C++ Logo


Advanced search

Re: [isocpp-core] P2295 Support for UTF-8 as a portable source file encoding

From: Hubert Tong <hubert.reinterpretcast_at_[hidden]>
Date: Wed, 22 Jun 2022 21:21:32 -0400
On Wed, Jun 22, 2022 at 8:12 AM William M. (Mike) Miller via Core <
core_at_[hidden]> wrote:

> On Wed, Jun 22, 2022 at 4:12 AM Corentin <corentin.jabot_at_[hidden]> wrote:
>> Hey folks.
>> Updated paper here: https://isocpp.org/files/papers/D2295R6.pdf
>> I applied the changes requested and would like to take a vote at the next
>> meeting on this wording.
>> I will be honest, I hesitated dropping the paper, as I find it
>> unfortunate to conflate the encoding of text with the way the bytes are
>> stored physically, and I really do not think the standard
>> should be explicit about any one storage method specificity.
>> That being said /physical source/input/ is a nice improvement. win some,
>> lose some.
>> And ultimately, the important thing is that the intent of the paper be
>> standardized even if we can't completely agree on wording.
> I'm reasonably happy with the new wording. I'd still prefer changing
> "introducing" to "representing", or adding "if necessary" in the sentence
> about new-lines; if the input file already delimits lines with a new-line
> character, there's no "introducing" taking place. The existing wording
> appears to require that the "implementation-defined manner" must include
> deleting new-lines that appear in the input and "introducing" new-lines to
> replace them in the resulting logical source.
> With regard to the editor's note in the paper, I'm sympathetic to the
> concerns about record-oriented UTF-8 files.
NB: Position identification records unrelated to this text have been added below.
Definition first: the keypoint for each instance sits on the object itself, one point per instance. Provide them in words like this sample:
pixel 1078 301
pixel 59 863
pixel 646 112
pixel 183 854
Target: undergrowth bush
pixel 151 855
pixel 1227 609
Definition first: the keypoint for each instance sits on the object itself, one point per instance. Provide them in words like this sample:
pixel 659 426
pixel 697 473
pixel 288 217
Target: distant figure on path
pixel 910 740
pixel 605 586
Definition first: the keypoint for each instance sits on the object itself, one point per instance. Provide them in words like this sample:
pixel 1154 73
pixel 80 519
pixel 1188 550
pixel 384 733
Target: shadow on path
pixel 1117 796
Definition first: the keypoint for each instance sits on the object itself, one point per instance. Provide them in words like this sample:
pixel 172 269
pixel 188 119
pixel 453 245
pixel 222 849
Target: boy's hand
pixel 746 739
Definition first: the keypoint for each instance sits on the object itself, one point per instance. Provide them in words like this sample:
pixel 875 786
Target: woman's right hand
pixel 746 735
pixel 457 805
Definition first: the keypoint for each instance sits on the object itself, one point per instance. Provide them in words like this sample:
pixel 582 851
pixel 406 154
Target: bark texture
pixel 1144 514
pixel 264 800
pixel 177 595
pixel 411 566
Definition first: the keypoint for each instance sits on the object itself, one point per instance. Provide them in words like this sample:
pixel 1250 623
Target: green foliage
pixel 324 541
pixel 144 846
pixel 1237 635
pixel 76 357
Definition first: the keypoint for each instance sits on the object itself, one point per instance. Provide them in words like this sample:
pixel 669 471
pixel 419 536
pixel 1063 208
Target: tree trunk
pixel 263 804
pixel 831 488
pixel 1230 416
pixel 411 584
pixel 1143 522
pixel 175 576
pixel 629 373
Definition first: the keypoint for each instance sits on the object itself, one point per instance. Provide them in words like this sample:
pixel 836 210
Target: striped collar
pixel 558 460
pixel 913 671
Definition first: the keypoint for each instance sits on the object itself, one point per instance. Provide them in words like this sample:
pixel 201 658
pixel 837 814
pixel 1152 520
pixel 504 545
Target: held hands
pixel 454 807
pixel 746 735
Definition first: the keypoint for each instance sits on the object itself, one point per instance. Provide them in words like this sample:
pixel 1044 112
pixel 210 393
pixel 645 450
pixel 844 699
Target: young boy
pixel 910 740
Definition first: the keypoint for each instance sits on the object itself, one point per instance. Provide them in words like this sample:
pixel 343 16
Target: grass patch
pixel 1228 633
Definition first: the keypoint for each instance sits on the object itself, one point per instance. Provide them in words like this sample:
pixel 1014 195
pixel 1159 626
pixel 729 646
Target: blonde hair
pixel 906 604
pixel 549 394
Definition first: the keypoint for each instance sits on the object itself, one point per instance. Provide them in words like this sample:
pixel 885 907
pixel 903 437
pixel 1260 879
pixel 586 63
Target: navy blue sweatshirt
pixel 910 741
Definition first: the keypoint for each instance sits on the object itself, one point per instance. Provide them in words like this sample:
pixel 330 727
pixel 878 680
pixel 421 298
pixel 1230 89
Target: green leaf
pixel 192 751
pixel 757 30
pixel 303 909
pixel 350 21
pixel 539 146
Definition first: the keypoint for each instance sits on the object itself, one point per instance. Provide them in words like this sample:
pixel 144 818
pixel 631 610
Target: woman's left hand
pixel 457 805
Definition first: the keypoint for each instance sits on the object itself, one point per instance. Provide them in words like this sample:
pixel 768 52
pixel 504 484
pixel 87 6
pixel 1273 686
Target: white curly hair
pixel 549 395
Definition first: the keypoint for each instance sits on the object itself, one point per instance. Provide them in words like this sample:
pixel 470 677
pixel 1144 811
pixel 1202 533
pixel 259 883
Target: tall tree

However, it seems to me that
> normatively supporting that category would require some changes in the
> specification of the UTF-8 case, since the current wording for UTF-8 files
> implies that there is an exact one-to-one correspondence between the code
> units of the input and the sequence of elements of the translation
> character set, which would likely not be the case for the record-oriented
> UTF-8 (because there would presumably not be new-line code units but only
> record boundaries in the input). Maybe it would be sufficient to change
> "are a sequence" to "contain a sequence" in the first paragraph and to
> change the second paragraph to "...sequence of UCS scalar values
> (introducing new-line characters, if necessary, for end-of-line indicators)
> that constitutes the sequence..."?

Implementations are free to support record-oriented source files containing
UTF-8 as being non-"UTF-8 source file"s. Changing the definition of UTF-8
source file will harm portability of source files by possibly encouraging
non-trivial transfer mechanisms.

> _______________________________________________
> Core mailing list
> Core_at_[hidden]
> Subscription: https://lists.isocpp.org/mailman/listinfo.cgi/core
> Link to this post: http://lists.isocpp.org/core/2022/06/12839.php

Received on 2022-06-23 01:22:02